Many of the soldiers who actually took part in the maneuvers were drawn from the 11th Airborne Division.

Video from the tests show a surreal visual. Soldiers in trenches watch as an atomic bomb goes off in the distance, the mushroom cloud billowing up into the sky. Shockwaves shake the cameras and knock some of those in the trenches off balance. Once it passes they climb out of their entrenchments and start to march toward the explosion. 

At the time, scientists were aware of the dangers of radiation, but soldiers who participated were given little protection, only flimsy radiation badges. Many of those would later be damaged or lost. Short-term exposure was not seen as particularly lasting. However, these “atomic veterans” would later develop health issues in the years to follow. They weren’t alone, those who lived near the Nevada testing site would also develop problems. When John Wayne and company filmed the Genghis Khan biopic The Conqueror downwind from a nuclear testing site, many of the crew including the star developed cancer later in life.
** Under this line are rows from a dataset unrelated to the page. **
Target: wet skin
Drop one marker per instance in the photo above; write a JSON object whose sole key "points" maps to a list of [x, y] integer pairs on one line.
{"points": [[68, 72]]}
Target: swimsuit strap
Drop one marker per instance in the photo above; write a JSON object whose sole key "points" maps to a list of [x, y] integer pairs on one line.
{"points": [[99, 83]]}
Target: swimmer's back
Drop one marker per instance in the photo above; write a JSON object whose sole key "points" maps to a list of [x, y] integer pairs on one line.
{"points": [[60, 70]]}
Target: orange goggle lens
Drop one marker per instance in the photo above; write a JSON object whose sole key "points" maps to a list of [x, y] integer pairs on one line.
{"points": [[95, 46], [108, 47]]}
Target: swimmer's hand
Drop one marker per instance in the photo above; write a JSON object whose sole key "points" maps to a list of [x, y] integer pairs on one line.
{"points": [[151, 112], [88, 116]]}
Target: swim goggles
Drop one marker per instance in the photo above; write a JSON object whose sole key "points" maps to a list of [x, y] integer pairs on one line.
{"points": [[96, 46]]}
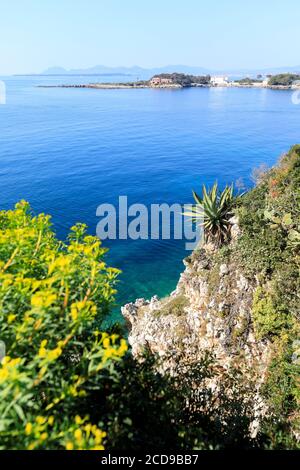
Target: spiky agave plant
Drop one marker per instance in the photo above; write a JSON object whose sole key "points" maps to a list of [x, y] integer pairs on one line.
{"points": [[213, 211]]}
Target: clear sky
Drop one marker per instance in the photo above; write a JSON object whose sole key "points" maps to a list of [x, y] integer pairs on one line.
{"points": [[37, 34]]}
Five other Desert Rock exercises took place between 1953-1957, before the military stopped. In 1990, the Radiation Exposure Compensation Act was signed into law, offering payments to those impacted by or who participated in nuclear tests, including the atomic veterans. Only recently has the Department of Defense explored honoring those service members. 
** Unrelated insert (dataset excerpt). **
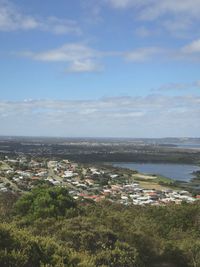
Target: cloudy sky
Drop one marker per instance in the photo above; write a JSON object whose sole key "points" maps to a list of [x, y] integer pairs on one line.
{"points": [[103, 68]]}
If these exercises gave the military second thoughts, it did not show it. Concerns about the Cold War turning hot kept the Army developing scenarios in which ground forces would operate in the middle of nuclear strikes. In 1957, the same year the Desert Rock exercises ended, the Army began developing “pentomic” divisions, new divisional organizational structures. As the name suggests, they would be made up of five different battle groups made of five companies. The idea was to create highly mobile and self-sufficient sub groups that could still operate in the event of otherwise cataclysmic damage to the wider group from a nuclear blast. However, the idea was short-lived and the pentomic divisions ceased in 1963.